In light of this, LifeSiteNews asked Radcliffe at an October 27 synod press briefing if he still stood by his former comments on homosexuals and the priesthood. 

Radcliffe argued that those with homosexual tendencies have “never been banned by the Vatican,” but that it was those “people with deep rooted [tendencies], who made that the center of their identity” who had been banned.

He appeared to double down on his former comments, stating that “what I argued then, and what I argue now, is that if anybody is going to embrace a celibate lifestyle their sexual identity should not be the most important part of their identity – and that is true whether they are homosexual or heterosexual.”

READ: Vatican appointee says gay sex can express Christ’s ‘self-gift’

As far as Radcliffe was concerned, the Dominican stated, the issue was never that “no homosexuals are allowed into seminaries,” but only about those who had an “unhealthy focus on their sexual orientation.”

He likened these instances to people with “unhealthy focus on their heterosexual orientation,” who “said ‘this is the center of what it means to be human,’” stating that in such instances “then we may have doubts whether they could really serve as a celibate priest too.”

Radcliffe’s full reply is produced below:

As I recollect the issue was not people with homosexual tendencies, they’ve never been banned by the Vatican – they’ve never been banned by the Vatican. The issue was people with deep rooted [tendencies] who made that the center of their identity, and what I argued then, and what I argue now, is that if anybody is going to embrace a celibate lifestyle their sexual identity should not be the most important part of their identity – and that is true whether they are homosexual or heterosexual.

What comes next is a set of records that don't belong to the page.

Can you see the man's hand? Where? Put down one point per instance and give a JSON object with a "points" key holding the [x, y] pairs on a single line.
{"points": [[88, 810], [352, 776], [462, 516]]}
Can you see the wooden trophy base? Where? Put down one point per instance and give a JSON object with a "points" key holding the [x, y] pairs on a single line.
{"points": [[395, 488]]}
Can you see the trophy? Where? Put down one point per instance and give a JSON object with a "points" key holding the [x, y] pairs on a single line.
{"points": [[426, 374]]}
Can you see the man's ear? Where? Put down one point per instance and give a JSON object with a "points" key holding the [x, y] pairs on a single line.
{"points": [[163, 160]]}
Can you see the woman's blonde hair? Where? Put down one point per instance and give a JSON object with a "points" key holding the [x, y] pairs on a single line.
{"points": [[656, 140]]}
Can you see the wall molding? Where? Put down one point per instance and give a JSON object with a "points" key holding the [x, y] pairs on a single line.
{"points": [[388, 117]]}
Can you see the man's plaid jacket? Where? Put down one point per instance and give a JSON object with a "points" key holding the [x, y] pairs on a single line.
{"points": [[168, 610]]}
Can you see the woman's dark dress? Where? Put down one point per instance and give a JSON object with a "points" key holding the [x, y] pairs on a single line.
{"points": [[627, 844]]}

And this interpretation was accepted by the cardinal and the bishops of England and Wales. So the issue was never as I understood it that ‘no homosexuals are allowed into seminaries.’ There was a question of people who had an unhealthy focus on their sexual orientation. 

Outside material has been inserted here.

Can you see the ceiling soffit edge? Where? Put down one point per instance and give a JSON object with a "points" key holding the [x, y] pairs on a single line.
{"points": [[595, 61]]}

Now, if you had somebody who had an unhealthy focus on their heterosexual orientation and said ‘this is the center of what it means to be human,’ then we may have doubts whether they could really serve as a celibate priest too. 

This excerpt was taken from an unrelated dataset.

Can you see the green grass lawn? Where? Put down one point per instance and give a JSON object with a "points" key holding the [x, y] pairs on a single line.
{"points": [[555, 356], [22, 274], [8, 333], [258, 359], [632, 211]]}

So I think that was the issue.

Radcliffe did not define what an “unhealthy focus” on sexual orientation would look like.

Catholic teaching on homosexuals in the seminary

The 2005 document that Radcliffe expressed fear about prior to its publication stated that “the Church, while profoundly respecting the persons in question, cannot admit to the seminary or to holy orders those who practice homosexuality, presented deep-seated homosexual tendencies, or support the so-called ‘gay culture.’”

It argued that those with only “a transitory problem” of experiencing “homosexual tendencies” could be admitted, but that they must be “clearly overcome at least three years before ordination to the diaconate.”

Reports and real-world evidence suggested that this document was largely ignored in practice. 

The Vatican subsequently issued another document in December 2016, called “The Gift of the Priestly Vocation,” which reaffirmed and heavily quoted from the teachings of the 2005 text. 

Commenting on this phrase of “deep-seated” tendencies, Msgr. Tony Anatrella from the Pontifical Council for the Family and the Pastoral of Health Care, wrote in 2005 that:

On the other hand, candidates that present a “deeply-seated homosexual tendency,” that means an exclusive attraction with regard to persons of the same sex (a structural orientation) – independently of whether or not they’ve had erotic experiences –They cannot be admitted into seminary nor have access to sacred Orders. 

The problems that we face, as we mentioned, do not only refer to the risk to act sexually, rather the collateral effects inherent to this tendency that produce a behavior contrary to the diaconal and priestly ministry.

Indeed, a 1961 document from the Sacred Congregation for Religious prohibits the admission of homosexuals to the diocesan priesthood and religious orders. The document states, “Those affected by the perverse inclination to homosexuality or pederasty should be excluded from religious vows and ordination” because priestly ministry would place such persons in “grave danger.”